2. With `torch.no_grad`, pass the tokens through the model to get the logits. Remember, the transformer will produce output for each of the tokens you passed to it. We only care about the last set of logits since there are going to be the probabilities for the next token. So, we throw away the previous logits, and keep only the last ones.
3. Then, the regular: pass through the softmax and sample from the distribution.
4. Finally, we will concatenate this newly generated token to the prompt and generate a new token again.
5. Repeat 2-4 steps a bunch of times.
6. And when you are done, we would want to decode the text that was generated.

In [None]:
num_return_sequences = 5 # number of sequences to generate.
max_length = 30 # The size of the generated text

# Instantiate the model
model = GPT(GPTConfig())
model.eval()
model.to('cuda') # This is not going to work on laptop

# Convert the prompt into tokens using the tokenizer used for GPT-2
import tiktoken
enc = tiktoken.get_encoding('gpt-2')
tokens = enc.encode("Hello, I'm a language model, ")
tokens = torch.tensor(tokens, dtype=torch.long)
tokens = torch.unsqueeze(0).repeat(num_return_sequences, 1) # We want to generate five sequences. So we repeat same prompt, five times

x = tokens.to('cuda')

torch.manual_seed(42)
torch.cuda.manual_seed(42)

while x.size(1) <= max_length:
    with torch.no_grad():
        logits = model(x)
        logits = logits[:, -1, :]

        probs = F.softmax(logits, dim=-1)

        topk_probs, topk_indices = torch.topk(probs, 50, dim=-1) # Use Top K sampling method to select 50 tokens with highest probabilities

        ix = torch.multinomial(topk_probs, 1) # Sample one token from the top 50 tokens for each batch-> (B, 1)

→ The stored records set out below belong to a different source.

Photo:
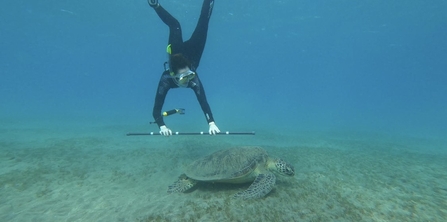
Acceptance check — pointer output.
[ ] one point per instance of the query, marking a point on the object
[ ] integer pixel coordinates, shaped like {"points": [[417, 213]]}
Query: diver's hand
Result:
{"points": [[165, 131], [213, 128]]}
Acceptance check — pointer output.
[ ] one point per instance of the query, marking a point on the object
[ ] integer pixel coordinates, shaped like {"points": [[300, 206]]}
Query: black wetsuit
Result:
{"points": [[192, 49]]}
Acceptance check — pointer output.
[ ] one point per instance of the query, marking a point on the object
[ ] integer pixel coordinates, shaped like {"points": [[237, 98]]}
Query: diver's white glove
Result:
{"points": [[213, 129], [165, 131]]}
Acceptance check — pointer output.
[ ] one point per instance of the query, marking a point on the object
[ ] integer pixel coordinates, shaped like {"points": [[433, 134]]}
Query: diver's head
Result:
{"points": [[180, 70]]}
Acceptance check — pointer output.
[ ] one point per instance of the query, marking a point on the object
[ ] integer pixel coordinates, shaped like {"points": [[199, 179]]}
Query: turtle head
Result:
{"points": [[284, 168]]}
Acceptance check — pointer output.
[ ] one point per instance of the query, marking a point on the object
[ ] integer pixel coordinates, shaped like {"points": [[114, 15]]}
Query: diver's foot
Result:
{"points": [[153, 3]]}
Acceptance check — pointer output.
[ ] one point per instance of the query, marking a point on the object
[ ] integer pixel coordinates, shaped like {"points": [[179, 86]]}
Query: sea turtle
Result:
{"points": [[235, 165]]}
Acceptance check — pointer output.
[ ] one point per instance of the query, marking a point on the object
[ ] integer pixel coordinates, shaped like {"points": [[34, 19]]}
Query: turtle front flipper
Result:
{"points": [[183, 184], [262, 185]]}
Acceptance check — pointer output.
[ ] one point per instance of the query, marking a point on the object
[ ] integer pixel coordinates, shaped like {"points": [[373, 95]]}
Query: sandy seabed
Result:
{"points": [[99, 174]]}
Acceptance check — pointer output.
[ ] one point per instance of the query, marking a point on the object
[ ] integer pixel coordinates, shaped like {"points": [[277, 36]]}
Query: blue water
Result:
{"points": [[75, 76], [375, 65]]}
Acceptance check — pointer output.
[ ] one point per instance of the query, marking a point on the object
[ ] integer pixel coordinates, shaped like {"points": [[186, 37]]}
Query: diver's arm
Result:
{"points": [[201, 97]]}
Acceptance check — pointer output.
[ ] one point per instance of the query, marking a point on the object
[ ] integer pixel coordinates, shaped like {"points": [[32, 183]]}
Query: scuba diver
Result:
{"points": [[184, 58]]}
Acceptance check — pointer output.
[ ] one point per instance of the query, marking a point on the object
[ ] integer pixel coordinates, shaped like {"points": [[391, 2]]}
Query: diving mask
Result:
{"points": [[182, 79]]}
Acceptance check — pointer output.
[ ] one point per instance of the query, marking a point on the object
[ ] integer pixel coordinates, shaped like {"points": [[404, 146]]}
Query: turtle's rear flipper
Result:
{"points": [[183, 184], [262, 185]]}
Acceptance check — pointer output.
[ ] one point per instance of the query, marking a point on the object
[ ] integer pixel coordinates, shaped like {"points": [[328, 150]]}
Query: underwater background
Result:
{"points": [[353, 93]]}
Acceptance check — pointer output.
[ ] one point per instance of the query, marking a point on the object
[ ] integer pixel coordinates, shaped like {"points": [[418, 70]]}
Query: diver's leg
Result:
{"points": [[198, 38], [175, 30]]}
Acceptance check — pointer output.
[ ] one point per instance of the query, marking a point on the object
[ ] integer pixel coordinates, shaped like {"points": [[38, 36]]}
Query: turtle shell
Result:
{"points": [[227, 164]]}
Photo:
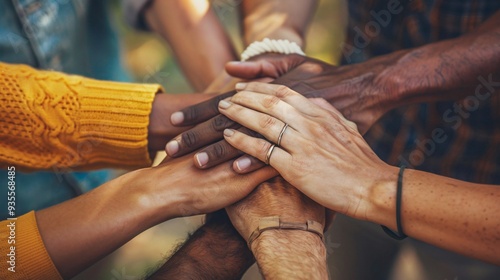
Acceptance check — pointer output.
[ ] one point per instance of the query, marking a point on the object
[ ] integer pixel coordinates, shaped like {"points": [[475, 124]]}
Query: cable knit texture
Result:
{"points": [[31, 258], [50, 120]]}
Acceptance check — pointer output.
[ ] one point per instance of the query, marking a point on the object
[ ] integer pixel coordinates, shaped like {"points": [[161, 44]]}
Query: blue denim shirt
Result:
{"points": [[71, 36]]}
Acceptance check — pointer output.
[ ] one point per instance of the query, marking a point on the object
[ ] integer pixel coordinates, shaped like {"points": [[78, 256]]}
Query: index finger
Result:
{"points": [[200, 112]]}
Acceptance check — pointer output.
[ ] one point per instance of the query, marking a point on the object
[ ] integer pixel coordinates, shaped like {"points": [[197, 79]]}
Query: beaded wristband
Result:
{"points": [[267, 45], [274, 222], [399, 193]]}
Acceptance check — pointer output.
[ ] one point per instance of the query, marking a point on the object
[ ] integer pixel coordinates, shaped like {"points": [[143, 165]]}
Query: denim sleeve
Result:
{"points": [[132, 10]]}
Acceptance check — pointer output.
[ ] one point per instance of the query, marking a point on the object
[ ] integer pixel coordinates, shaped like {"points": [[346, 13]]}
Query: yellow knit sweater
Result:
{"points": [[53, 121]]}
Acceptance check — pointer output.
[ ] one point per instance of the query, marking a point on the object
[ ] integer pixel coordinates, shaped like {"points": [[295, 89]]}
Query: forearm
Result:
{"points": [[277, 19], [451, 214], [196, 37], [447, 70], [79, 232], [290, 254], [214, 251]]}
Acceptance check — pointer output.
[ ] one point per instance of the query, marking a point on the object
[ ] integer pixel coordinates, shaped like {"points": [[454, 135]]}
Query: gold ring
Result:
{"points": [[281, 134], [269, 153]]}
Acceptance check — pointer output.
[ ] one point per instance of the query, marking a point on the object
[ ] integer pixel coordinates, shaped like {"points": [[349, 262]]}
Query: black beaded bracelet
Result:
{"points": [[400, 234]]}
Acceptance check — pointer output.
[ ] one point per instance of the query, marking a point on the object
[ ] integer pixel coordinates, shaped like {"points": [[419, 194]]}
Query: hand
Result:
{"points": [[176, 188], [321, 153], [354, 90], [160, 130]]}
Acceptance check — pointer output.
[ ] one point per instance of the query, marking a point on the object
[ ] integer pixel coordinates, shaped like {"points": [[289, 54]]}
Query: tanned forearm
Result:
{"points": [[214, 251], [455, 215], [448, 70], [195, 35], [277, 19], [290, 254]]}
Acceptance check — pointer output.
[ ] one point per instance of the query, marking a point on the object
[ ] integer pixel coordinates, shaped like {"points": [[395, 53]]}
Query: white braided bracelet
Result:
{"points": [[267, 45]]}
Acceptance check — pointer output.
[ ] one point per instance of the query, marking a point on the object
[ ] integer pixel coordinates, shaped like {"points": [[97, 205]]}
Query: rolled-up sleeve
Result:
{"points": [[132, 10]]}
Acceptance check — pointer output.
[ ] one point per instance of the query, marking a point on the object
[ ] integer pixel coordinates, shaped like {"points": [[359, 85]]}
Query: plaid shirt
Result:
{"points": [[471, 151]]}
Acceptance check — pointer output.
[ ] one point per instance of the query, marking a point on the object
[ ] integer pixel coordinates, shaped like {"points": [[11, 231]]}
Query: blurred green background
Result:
{"points": [[150, 60]]}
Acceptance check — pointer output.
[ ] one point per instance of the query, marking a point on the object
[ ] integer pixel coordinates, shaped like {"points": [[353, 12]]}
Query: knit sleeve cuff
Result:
{"points": [[113, 124], [33, 259]]}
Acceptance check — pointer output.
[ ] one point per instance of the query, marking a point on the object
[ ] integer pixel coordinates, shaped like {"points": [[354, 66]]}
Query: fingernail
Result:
{"points": [[172, 147], [177, 118], [202, 159], [240, 86], [243, 163], [228, 132], [224, 104]]}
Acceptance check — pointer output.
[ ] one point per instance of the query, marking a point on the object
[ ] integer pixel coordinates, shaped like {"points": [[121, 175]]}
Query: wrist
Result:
{"points": [[381, 197], [300, 255], [151, 205]]}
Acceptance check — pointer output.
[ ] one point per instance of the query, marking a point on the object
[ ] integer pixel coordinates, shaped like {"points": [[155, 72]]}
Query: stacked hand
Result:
{"points": [[356, 92], [320, 152]]}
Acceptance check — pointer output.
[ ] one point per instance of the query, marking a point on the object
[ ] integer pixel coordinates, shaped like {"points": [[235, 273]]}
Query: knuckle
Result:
{"points": [[282, 91], [221, 122], [263, 147], [190, 114], [267, 122], [219, 150], [270, 101]]}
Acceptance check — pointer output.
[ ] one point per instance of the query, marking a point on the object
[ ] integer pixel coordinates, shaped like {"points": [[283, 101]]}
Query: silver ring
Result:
{"points": [[269, 153], [281, 134]]}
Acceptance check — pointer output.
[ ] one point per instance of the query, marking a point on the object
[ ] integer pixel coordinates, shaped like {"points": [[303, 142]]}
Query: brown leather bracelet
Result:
{"points": [[274, 222]]}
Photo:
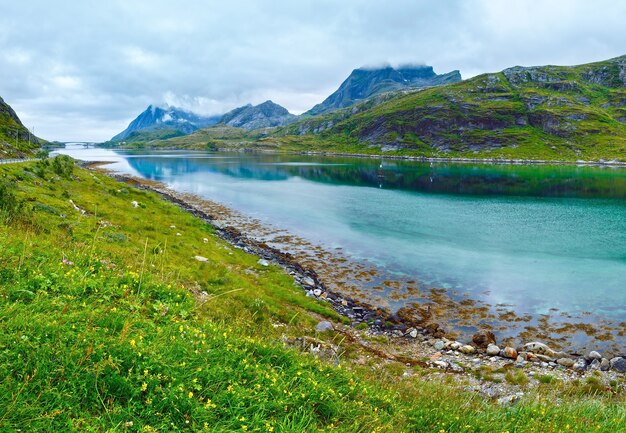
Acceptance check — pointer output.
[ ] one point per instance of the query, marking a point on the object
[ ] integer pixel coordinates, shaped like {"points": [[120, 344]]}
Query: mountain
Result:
{"points": [[177, 121], [364, 83], [542, 112], [15, 140], [265, 115]]}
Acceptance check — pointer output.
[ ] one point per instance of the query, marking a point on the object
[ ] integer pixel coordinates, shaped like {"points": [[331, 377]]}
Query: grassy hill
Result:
{"points": [[15, 140], [110, 323], [549, 112]]}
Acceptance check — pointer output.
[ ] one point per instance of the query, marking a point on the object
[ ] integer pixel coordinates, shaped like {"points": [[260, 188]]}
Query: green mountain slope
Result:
{"points": [[364, 83], [549, 112], [15, 140]]}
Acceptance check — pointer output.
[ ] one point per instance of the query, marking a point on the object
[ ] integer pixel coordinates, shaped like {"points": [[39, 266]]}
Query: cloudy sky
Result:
{"points": [[83, 69]]}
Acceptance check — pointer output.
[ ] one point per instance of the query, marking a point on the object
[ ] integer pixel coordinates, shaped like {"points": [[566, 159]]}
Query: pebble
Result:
{"points": [[441, 364], [605, 364], [456, 345], [493, 350], [618, 364], [467, 349], [324, 326], [540, 349], [483, 338], [510, 352], [565, 362], [594, 355], [580, 365], [308, 281]]}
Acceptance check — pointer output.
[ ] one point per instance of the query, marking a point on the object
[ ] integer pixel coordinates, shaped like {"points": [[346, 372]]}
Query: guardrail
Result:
{"points": [[15, 161]]}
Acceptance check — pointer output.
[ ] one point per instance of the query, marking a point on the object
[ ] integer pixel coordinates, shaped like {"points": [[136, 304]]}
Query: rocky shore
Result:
{"points": [[414, 344]]}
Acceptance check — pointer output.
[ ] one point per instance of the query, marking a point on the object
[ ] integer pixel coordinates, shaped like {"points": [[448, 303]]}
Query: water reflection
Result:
{"points": [[440, 178]]}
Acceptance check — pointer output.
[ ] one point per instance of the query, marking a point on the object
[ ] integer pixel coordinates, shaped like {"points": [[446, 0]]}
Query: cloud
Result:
{"points": [[82, 70]]}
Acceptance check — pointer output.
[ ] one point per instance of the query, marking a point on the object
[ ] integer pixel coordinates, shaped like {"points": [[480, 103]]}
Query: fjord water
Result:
{"points": [[532, 237]]}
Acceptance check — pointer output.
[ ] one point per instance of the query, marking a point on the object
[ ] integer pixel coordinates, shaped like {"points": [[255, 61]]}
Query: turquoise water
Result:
{"points": [[533, 237]]}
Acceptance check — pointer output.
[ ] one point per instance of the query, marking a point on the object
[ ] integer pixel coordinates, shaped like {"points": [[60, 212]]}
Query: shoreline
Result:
{"points": [[460, 160], [379, 321]]}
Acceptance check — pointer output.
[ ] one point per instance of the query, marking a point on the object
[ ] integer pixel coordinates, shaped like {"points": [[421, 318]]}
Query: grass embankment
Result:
{"points": [[104, 327]]}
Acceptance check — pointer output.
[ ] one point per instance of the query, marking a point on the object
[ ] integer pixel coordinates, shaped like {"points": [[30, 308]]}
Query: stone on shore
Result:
{"points": [[467, 349], [493, 350], [565, 362], [324, 326], [510, 352], [483, 338], [594, 355], [605, 364], [580, 365], [618, 364], [540, 349]]}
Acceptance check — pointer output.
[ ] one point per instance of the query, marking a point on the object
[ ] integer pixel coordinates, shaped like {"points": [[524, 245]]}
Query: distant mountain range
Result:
{"points": [[364, 83], [265, 115], [540, 112], [15, 140], [170, 118], [163, 123]]}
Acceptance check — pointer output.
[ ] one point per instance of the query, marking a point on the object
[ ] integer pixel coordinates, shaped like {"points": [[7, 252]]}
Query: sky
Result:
{"points": [[81, 70]]}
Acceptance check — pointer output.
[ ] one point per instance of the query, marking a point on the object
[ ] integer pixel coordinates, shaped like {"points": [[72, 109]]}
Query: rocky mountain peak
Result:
{"points": [[366, 82]]}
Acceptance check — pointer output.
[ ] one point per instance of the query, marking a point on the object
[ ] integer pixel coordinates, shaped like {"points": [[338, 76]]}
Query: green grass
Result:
{"points": [[104, 327]]}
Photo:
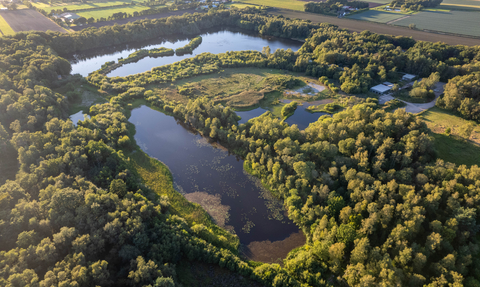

        # From the topk token indices, we want to select the only the ones that we sampled for each batch. And we want to collect them in one tensor
        xcol = torch.gather(topk_indices, -1, ix)

        # Append the new tokens to the sequence
        x = torch.cat((x, xcol), dim=1)

# Decode and print
for i in range(num_return_sequences):
    tokens = x[i, :max_length].tolist() # Get the tokens for the ith sequence
    decoded = enc.decode(tokens)
    print("> ", decoded)

Now, this is all well and good but we are hardcoding the device everywhere. Instead, we would want PyTorch to detect the fastest device available and run on that. At the moment, if you were to run this on laptop, it might throw an error because cuda may not be available. So, we fix this here:

In [None]:
device = 'cpu'
if torch.cuda.is_available():
    device = 'cuda'

Now, in the code we can just move the tensors to the device that is available.